WASHINGTON – Opening a split among congressional Democrats that could affect President-elect Barack Obama’s efforts to curb global warming, a California environmentalist is trying to wrest control of a crucial House committee from its current chairman, who is the automobile industry’s strongest ally in fighting stricter antipollution standards.
Rep. Henry Waxman, D-Calif., has announced that he wants to replace Rep. John Dingell, D-Mich., as chairman of the House Energy and Commerce Committee, which will take the lead on Obama’s signature issues of energy, global warming and health care.
Dingell has given invaluable support to auto companies’ fights against pollution and fuel economy standards that they considered unrealistic, and Waxman’s challenge to his leadership is the culmination of a decades-long rivalry between the panel’s top two Democrats.

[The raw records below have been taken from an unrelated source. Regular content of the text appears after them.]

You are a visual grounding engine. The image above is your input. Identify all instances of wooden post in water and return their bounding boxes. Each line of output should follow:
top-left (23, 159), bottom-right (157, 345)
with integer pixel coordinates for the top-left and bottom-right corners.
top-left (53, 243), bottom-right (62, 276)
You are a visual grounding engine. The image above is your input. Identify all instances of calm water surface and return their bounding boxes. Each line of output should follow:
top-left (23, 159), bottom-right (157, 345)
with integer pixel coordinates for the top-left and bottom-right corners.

The outcome of the fight could affect whether action on Obama’s energy agenda will be tilted toward the interests of industrial Democrats or more aggressive antipollution efforts that California has spearheaded.
Dingell allies say Waxman’s unexpected move will sow dissent just as the party should be rallying together. “There is no basis for removing Chairman Dingell,” said Rep. Mike Doyle, D-Pa., in a conference call with Dingell supporters. “The implication that Mr. Dingell wouldn’t move environmental legislation as quickly as Mr. Waxman has no basis in reality.”
In a letter Thursday to all House Democrats, Dingell said he was better prepared to move the Obama agenda and insisted that he was committed to addressing climate change. “An Obama presidency will allow us to quickly complete our work and protect the environment,” he wrote.
The Obama transition team has not weighed in on the dispute, but the transition person who is managing congressional relations is Phil Shilero, a former Waxman aide. Global warming is an important issue for Obama because there are high expectations for him to address the problem. At the same time, Obama carried Michigan and must be concerned about the survival of the U.S. auto industry.
House Speaker Nancy Pelosi is officially neutral but is known to be sympathetic to Waxman’s positions on the environment and has crossed swords repeatedly with Dingell.